11 hipparchia { 10.19.07 at 12:03 pm }

ellroon, i’m convinced the use of antibiotics in livestock feed is responsible for a lot of it. europe [all or some of the countries, i forget which] outlawed antibiotics in livestock feed and their incidence if mrsa dropped significantly in a short period of time.

i buy antibiotic-free beef and chicken as much as possible, but it’s expensive and not widely available here. and back when i had aquariums, i did not buy antibiotics for the fish when they got sick.

the pet turtle industry is raising turtles in antibiotic-laced ponds, and i’m not sure [haven’t done enough research on it yet], but i think i read somewhere that catfish farms are using antibiotics in their feed and possibly in the water in the ponds themselves.

the handcleaners are of two types. the ones with chemicals like triclosan are the kind that bacteria can evolve a resistance to, and not only do i not buy them, but i constantly harangue all my family members about this. otoh, the ones with isopropyl alcohol in them should be ok to use. alcohol works by dissolving the bacteria outright. hard for them to live long enough to reproduce alcohol-resistant descendants.

soap and water works just fine, taking care of something like 99% of the germs every time you waash your hands. we really need to reserve all these other things for treatment of diseases, rather than use them a prevention. prevention is good, that’s what soap is for, but you need to keep back some weapons in the war on microbes.

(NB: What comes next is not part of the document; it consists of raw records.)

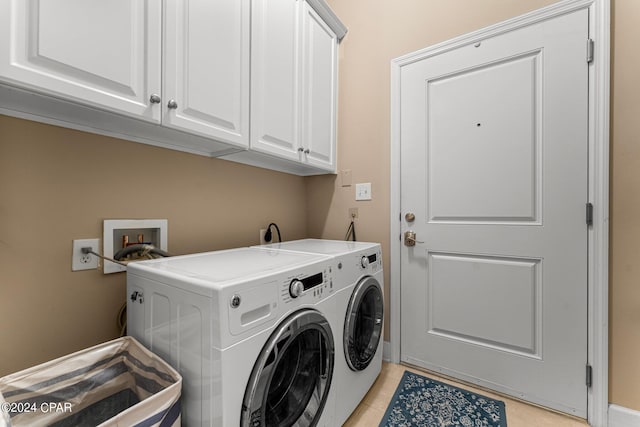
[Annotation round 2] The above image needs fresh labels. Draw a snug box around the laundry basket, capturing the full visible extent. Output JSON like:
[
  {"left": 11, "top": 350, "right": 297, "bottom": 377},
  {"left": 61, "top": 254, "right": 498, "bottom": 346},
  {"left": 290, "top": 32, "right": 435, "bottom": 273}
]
[{"left": 0, "top": 337, "right": 182, "bottom": 427}]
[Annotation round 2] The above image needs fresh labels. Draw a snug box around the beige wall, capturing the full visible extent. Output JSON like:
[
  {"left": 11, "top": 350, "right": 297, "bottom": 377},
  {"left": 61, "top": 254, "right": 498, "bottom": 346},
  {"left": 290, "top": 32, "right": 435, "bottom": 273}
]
[
  {"left": 609, "top": 0, "right": 640, "bottom": 410},
  {"left": 0, "top": 115, "right": 307, "bottom": 376},
  {"left": 307, "top": 0, "right": 640, "bottom": 410},
  {"left": 0, "top": 0, "right": 640, "bottom": 416}
]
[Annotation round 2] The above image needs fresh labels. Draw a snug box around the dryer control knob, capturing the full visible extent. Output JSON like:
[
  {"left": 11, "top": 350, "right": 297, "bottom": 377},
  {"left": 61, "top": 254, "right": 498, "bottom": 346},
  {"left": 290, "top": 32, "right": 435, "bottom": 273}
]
[
  {"left": 289, "top": 280, "right": 304, "bottom": 298},
  {"left": 360, "top": 256, "right": 369, "bottom": 268}
]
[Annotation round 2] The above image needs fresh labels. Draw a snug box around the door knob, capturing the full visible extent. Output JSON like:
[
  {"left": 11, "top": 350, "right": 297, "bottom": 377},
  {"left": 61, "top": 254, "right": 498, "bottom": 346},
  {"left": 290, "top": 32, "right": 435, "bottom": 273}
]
[{"left": 404, "top": 230, "right": 424, "bottom": 246}]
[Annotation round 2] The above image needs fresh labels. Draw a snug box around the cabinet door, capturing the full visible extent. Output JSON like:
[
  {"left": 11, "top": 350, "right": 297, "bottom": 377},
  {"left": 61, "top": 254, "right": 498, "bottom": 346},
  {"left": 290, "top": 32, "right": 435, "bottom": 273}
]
[
  {"left": 162, "top": 0, "right": 251, "bottom": 147},
  {"left": 0, "top": 0, "right": 161, "bottom": 121},
  {"left": 301, "top": 3, "right": 338, "bottom": 171},
  {"left": 251, "top": 0, "right": 301, "bottom": 160}
]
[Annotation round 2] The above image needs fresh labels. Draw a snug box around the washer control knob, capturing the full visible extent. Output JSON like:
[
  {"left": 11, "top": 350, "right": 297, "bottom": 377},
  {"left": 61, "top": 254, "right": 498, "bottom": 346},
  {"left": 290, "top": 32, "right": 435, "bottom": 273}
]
[
  {"left": 289, "top": 279, "right": 304, "bottom": 298},
  {"left": 360, "top": 256, "right": 369, "bottom": 268},
  {"left": 230, "top": 294, "right": 242, "bottom": 308}
]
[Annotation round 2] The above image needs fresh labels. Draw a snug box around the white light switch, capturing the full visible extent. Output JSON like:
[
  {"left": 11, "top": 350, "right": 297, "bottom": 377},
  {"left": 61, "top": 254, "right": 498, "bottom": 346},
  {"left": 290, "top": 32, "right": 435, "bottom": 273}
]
[{"left": 356, "top": 182, "right": 371, "bottom": 200}]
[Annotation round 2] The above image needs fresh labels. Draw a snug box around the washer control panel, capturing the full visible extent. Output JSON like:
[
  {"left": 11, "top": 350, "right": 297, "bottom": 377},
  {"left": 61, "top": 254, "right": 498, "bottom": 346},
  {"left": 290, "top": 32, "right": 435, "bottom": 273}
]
[
  {"left": 359, "top": 251, "right": 382, "bottom": 273},
  {"left": 281, "top": 267, "right": 333, "bottom": 303}
]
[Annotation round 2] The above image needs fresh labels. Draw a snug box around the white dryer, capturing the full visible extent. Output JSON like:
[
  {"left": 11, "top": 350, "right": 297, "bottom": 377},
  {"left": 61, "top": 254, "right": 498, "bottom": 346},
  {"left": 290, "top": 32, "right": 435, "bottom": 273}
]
[
  {"left": 256, "top": 239, "right": 384, "bottom": 425},
  {"left": 127, "top": 248, "right": 341, "bottom": 427}
]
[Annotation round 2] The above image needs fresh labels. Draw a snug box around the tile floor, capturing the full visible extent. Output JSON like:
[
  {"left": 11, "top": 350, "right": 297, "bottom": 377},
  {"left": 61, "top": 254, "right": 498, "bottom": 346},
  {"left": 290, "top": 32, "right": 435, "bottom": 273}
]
[{"left": 344, "top": 363, "right": 588, "bottom": 427}]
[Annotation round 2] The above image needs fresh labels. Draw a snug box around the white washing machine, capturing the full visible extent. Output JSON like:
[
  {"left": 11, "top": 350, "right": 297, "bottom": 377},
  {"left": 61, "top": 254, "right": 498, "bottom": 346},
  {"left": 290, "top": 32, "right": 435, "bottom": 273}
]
[
  {"left": 256, "top": 239, "right": 384, "bottom": 425},
  {"left": 127, "top": 248, "right": 341, "bottom": 427}
]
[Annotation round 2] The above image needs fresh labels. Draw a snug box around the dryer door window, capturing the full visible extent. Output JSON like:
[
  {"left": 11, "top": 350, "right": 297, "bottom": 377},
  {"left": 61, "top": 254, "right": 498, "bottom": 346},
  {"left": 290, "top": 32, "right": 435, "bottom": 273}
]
[
  {"left": 344, "top": 277, "right": 384, "bottom": 371},
  {"left": 240, "top": 309, "right": 334, "bottom": 427}
]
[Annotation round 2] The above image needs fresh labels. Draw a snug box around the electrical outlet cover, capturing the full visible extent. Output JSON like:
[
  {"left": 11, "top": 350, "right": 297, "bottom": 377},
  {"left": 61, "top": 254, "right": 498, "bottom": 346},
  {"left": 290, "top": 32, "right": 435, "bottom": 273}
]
[
  {"left": 71, "top": 239, "right": 100, "bottom": 271},
  {"left": 356, "top": 182, "right": 371, "bottom": 200}
]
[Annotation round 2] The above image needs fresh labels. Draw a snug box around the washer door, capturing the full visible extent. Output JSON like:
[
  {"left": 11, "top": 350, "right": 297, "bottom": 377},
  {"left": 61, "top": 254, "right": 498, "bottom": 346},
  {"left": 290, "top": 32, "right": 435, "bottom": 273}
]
[
  {"left": 344, "top": 276, "right": 384, "bottom": 371},
  {"left": 240, "top": 309, "right": 335, "bottom": 427}
]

12 Badtux { 10.19.07 at 2:26 pm }

The basic problem with health care in America is that we guarantee enough health care to keep you alive (i.e. emergency room care), but not enough health care to keep you healthy. The example of antibiotic-resistant TB is a perfect example. People go to the emergency room and get an emergency round of antibiotics when their TB flairs up and threatens to kill them, but then do not have the money to continue the antibiotics once released from the hospital. The reason this isn’t a problem in places like, say, Africa, is that once you get TB you die there, but we don’t let TB carriers die, we just let them stay in the population breeding worse and worse TB bugs. We should either have guaranteed universal health care, or no health care at all. What we’ve got is the worst system of all — a system for breeding super-bugs that could eventually kill millions of Americans with no hope of a cure.

13 Bryan { 10.19.07 at 4:07 pm }

Cheap antibiotic are overused, as are antibiotic products. At least part of the problem with the explosion of allergies is the fact that kids don’t develop any natural immunity by being exposed to the world around them by going out in getting dirty and eating a little mud or whatever. We have created a near sterile environment in which only the resistant microbes can exist, and then we have to deal with them.

One of the major causes of death for Native Americans was a lack of natural immunity to the diseases that were active in the European invaders and settlers.

Badtux makes a good point on TB especially, if the course of treatment isn’t completed, the disease mutates and new drugs are needed for the next round. We don’t have a preventative medicine, despite the claims of the purpose of HMOs, and the lack of normal health care means cases are forced beyond their easily treated stage.

The drug companies are another rip-off when you look at veterinary care. I treat kittens with ampicillin. It is the same pink, bubblegum flavored product prescribed for children but costs a fraction of the “child” product. It’s the same drug, but they move the decimal place when they sell it for people.